Kinetic Interfaces – Intel RealSense for Web w/ Node.JS, Midterm (Kevin Li)

Realsense for Web and p5.js

 

Motivations

I wanted to explore Depth Sensing cameras and technology. I knew that regular cameras were able to output RGB images and we can use openCV or machine learning to process the image to learn basic features of a scene. For example, we can do blob or contour detection which allows us to do hand or body tracking. We could also do color tracking, optical flow, background subtraction in openCV. We could apply machine learning models to do face detection, tracking and recognition. Recently, pose or skeletal estimation has also been made possible (posenet, openpose).

However, even with openCV and ML, grasping dimensions (or depth) is a very difficult problem. This is where depth sensors come in.

 

Pre-Work Resources

I gathered a variety of sources and material to read before I began to do experiments. The links below constitute some of my research and are also some of the more interesting readings I thought were very relevant.

Articles on pose estimation or detection using ML:

https://medium.com/@samim/human-pose-detection-51268e95ddc2

https://github.com/CMU-Perceptual-Computing-Lab/openpose

https://medium.com/tensorflow/real-time-human-pose-estimation-in-the-browser-with-tensorflow-js-7dd0bc881cd5

On Kinect:

http://pages.cs.wisc.edu/~ahmad/kinect.pdf (great in-depth on how Kinect works)

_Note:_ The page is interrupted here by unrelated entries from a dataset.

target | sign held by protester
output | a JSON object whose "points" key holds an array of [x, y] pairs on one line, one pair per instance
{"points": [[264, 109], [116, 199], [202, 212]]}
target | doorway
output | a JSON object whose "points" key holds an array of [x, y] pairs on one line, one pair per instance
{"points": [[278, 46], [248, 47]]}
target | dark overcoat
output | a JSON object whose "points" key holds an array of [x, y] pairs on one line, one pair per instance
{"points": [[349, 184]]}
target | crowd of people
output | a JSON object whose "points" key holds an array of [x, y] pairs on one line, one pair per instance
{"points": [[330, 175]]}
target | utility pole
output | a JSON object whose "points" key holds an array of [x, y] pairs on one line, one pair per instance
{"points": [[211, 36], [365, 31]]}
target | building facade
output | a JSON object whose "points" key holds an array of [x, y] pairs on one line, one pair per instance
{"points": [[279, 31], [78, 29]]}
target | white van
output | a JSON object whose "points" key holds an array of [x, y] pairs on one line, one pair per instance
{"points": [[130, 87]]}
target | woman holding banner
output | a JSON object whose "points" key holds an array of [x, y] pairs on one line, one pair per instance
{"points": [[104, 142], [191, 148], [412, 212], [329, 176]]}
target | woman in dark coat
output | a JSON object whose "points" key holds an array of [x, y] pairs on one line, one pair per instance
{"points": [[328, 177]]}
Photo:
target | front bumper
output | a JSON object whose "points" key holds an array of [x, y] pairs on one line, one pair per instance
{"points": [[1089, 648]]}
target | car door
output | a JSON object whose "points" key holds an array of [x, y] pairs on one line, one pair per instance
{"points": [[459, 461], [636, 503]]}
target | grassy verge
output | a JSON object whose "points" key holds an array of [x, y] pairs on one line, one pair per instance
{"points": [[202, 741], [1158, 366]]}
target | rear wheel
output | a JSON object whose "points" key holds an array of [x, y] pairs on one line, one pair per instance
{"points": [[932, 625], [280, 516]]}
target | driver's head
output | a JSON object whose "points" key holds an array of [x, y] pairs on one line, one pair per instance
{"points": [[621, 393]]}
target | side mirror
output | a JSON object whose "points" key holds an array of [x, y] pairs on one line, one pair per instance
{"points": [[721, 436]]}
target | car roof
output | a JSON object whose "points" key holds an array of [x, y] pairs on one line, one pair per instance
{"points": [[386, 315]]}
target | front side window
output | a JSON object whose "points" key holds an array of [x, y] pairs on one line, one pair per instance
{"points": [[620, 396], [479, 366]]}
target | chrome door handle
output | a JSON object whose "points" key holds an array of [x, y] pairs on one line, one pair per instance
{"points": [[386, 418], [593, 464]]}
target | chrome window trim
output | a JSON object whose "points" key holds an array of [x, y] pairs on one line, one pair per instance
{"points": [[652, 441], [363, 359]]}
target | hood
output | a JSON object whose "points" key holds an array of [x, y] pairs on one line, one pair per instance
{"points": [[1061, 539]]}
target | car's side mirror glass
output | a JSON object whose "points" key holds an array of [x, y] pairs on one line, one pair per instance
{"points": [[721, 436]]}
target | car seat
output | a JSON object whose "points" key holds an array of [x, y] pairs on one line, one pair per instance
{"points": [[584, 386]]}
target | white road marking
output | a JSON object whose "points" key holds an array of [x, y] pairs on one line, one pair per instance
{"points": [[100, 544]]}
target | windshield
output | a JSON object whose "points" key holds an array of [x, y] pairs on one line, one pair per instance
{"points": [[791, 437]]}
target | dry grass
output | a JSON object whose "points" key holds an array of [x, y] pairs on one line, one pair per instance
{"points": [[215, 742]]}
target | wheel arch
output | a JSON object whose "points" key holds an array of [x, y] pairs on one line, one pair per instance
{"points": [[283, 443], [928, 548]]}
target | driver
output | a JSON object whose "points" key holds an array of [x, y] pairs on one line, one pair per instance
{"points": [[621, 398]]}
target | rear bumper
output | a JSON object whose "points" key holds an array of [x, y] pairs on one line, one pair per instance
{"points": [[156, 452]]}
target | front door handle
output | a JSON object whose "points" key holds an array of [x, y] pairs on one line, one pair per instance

On Depth Sensing vs Machine Learning:

https://blog.cometlabs.io/depth-sensors-are-the-key-to-unlocking-next-level-computer-vision-applications-3499533d3246 (great article!)

On Stereo Vision Depth Sensing:

Building and calibrating a stereo camera with OpenCV (<50€)

https://github.com/IntelRealSense/librealsense/blob/master/doc/depth-from-stereo.md

On Using Intel Realsense API and more CV resources:

https://github.com/IntelRealSense/librealsense/wiki/API-How-To

https://github.com/jbhuang0604/awesome-computer-vision

 

Research Summary

I learned through while cutting edge machine learning models can provide near real-time pose estimation, models are typically only trained to do the thing they are good at, such as detecting a pose. Furthermore, a big problem is energy consumption and the requirement of fast graphics processing units.

Quality depth information, however, is much more raw in nature, and can be make background removal, blob detection, point cloud visualization, scene measurement and reconstruction, as well as many other tasks more easy and fun.

They do this by adding a new channel of information, a depth (D), for every pixel which comprises of a depth map.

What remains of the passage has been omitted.